El dos de febrero es el día de la marmota. Para los de mi quinta y los grandes peliculeros, este día está unido sin remedio a las peripecias del feo de Bill Murray con la preciosa (y sosa) Andie MacDowell. Bill se ve atrapado sin querer por un hechizo que no se acierta a explicar en la película al levantarse cada día de su vida en ese 2 de febrero en un pequeño pueblecito sitiado por la nieve. Ni morirse puede, porque al día siguiente de intentarlo vuelve a ser 2 de febrero y está vivo y coleando.
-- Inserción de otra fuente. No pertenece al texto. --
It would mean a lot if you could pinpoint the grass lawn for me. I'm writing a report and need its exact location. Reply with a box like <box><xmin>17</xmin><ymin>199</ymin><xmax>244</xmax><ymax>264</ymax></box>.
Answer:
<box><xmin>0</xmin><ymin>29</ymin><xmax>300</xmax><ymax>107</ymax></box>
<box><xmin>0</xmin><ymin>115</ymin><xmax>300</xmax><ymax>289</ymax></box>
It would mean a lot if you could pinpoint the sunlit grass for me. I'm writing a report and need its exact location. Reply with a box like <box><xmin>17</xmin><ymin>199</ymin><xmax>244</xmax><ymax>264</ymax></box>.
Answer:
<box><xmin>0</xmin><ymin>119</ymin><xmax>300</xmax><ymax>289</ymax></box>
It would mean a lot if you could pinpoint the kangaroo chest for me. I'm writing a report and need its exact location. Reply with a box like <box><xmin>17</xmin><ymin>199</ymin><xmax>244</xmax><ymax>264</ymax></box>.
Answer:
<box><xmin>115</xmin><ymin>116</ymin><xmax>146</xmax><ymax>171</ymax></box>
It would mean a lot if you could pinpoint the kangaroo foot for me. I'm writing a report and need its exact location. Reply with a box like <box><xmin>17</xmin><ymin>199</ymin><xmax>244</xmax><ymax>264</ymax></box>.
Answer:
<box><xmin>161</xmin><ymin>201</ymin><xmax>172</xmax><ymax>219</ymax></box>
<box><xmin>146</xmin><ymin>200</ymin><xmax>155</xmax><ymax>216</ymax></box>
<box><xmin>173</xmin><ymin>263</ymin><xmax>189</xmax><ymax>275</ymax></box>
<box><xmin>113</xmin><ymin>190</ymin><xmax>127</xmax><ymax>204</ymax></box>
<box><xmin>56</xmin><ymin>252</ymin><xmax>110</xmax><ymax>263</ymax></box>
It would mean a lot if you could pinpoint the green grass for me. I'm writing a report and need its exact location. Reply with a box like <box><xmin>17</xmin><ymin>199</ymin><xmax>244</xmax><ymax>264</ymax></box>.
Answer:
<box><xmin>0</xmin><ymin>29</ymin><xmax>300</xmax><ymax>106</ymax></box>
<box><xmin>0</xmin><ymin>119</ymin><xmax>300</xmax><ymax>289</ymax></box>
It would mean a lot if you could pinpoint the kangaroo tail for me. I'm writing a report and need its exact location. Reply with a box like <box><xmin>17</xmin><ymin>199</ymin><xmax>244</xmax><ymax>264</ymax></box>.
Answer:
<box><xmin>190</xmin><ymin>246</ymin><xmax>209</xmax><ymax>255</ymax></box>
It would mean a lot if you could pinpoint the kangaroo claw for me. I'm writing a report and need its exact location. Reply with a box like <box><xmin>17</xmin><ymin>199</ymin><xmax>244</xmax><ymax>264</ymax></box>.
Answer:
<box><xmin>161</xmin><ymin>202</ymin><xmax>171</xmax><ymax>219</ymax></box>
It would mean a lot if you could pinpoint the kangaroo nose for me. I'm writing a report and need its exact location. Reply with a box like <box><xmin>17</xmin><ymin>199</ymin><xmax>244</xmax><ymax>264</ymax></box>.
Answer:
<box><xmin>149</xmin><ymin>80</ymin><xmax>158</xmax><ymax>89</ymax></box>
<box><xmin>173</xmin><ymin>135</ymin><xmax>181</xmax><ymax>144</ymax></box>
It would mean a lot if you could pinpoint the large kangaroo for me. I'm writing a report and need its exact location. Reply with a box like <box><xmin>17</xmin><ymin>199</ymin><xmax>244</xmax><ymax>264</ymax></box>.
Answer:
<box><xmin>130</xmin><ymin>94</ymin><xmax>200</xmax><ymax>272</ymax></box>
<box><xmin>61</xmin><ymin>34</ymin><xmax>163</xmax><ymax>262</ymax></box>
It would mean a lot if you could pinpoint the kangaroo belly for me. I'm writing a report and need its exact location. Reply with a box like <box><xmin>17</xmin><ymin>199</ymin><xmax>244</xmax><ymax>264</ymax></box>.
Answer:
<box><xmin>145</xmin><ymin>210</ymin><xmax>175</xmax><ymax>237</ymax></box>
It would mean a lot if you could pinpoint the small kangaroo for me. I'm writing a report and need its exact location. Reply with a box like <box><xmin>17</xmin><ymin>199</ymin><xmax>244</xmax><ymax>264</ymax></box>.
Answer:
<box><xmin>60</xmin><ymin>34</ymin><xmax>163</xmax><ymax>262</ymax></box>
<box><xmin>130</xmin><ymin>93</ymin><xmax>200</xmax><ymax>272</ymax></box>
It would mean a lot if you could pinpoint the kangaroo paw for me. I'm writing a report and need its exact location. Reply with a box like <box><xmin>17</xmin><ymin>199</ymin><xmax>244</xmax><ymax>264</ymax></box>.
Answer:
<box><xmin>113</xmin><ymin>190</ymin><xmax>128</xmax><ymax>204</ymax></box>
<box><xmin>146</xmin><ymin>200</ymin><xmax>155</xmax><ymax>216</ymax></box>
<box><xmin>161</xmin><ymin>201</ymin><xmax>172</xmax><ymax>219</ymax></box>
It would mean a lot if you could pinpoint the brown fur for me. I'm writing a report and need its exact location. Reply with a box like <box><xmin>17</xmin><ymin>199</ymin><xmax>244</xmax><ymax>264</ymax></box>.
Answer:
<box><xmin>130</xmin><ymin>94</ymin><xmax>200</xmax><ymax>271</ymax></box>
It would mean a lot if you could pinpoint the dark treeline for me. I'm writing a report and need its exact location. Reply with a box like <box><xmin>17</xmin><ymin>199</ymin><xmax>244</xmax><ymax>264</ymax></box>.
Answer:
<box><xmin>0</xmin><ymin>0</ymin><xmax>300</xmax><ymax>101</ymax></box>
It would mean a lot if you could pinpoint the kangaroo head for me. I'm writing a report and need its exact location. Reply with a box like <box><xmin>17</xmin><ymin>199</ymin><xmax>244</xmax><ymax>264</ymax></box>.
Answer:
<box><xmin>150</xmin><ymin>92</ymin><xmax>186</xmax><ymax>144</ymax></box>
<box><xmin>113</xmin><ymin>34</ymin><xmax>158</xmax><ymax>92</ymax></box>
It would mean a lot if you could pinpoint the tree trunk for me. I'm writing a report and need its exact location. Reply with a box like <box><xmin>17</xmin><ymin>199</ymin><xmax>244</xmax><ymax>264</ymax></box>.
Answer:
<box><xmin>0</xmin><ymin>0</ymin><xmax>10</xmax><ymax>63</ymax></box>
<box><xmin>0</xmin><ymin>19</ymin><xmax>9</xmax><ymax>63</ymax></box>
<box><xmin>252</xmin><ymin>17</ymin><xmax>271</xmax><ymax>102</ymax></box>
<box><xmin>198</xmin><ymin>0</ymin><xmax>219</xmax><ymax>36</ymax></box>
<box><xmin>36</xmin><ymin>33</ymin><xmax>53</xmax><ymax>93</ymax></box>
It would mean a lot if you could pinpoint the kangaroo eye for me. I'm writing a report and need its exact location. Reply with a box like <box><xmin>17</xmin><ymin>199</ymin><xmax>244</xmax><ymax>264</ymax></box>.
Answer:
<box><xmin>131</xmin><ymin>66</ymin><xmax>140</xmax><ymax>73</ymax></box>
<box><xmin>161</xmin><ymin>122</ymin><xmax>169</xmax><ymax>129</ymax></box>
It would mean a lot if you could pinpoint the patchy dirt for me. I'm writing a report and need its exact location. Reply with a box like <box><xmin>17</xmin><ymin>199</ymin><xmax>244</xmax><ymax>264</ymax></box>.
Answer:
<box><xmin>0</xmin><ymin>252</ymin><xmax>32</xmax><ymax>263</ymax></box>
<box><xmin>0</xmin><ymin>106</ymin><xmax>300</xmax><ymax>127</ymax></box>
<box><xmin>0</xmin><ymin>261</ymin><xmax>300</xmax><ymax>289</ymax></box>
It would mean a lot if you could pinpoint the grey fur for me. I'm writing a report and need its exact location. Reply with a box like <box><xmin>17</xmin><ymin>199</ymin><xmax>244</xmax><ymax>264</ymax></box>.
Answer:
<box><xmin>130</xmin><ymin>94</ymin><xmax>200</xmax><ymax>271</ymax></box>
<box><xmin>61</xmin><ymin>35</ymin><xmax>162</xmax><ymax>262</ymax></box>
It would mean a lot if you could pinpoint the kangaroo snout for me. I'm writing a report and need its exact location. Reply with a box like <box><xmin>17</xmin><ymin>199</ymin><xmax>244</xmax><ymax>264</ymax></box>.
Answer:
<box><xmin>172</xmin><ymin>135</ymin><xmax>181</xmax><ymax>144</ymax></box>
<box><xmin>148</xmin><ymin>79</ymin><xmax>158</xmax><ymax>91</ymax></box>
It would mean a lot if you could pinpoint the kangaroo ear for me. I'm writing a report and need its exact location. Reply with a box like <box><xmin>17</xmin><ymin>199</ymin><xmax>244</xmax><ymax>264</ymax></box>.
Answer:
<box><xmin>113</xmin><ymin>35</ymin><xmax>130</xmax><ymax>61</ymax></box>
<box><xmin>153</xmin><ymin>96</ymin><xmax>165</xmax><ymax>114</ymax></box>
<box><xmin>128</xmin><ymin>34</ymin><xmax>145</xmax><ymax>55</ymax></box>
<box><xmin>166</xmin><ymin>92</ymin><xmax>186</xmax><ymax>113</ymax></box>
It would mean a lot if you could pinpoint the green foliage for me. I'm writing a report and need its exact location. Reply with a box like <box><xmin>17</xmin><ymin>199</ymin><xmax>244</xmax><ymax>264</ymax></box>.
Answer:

Esta película junto a "50 primeras citas" de Adam Sandler y Drew Barrymore, son mis películas absurdas favoritas cuando entras en el bucle del tiempo. Las dos son películas americanas de humor ácido con ese toque naif de ellos que chirría en nosotros taaaaaaan europeos pero que nos emboba como niños de 6 frente a una esponja que vive en una piña en el fondo del mar. Lo compramos. En la segunda no hay ningún conjuro inexplicable. Drew ha tenido un accidente y solo tiene memoria de 24 horas. Ella cree que siempre es el día anterior al accidente y su padre y hermano la mantienen en esa duda. Un día Adam se enamora de ella y se dedica a tener 50 primeras citas con la mujer de su vida. Encantador. Si tenéis oportunidad visionarla y disfrutarla.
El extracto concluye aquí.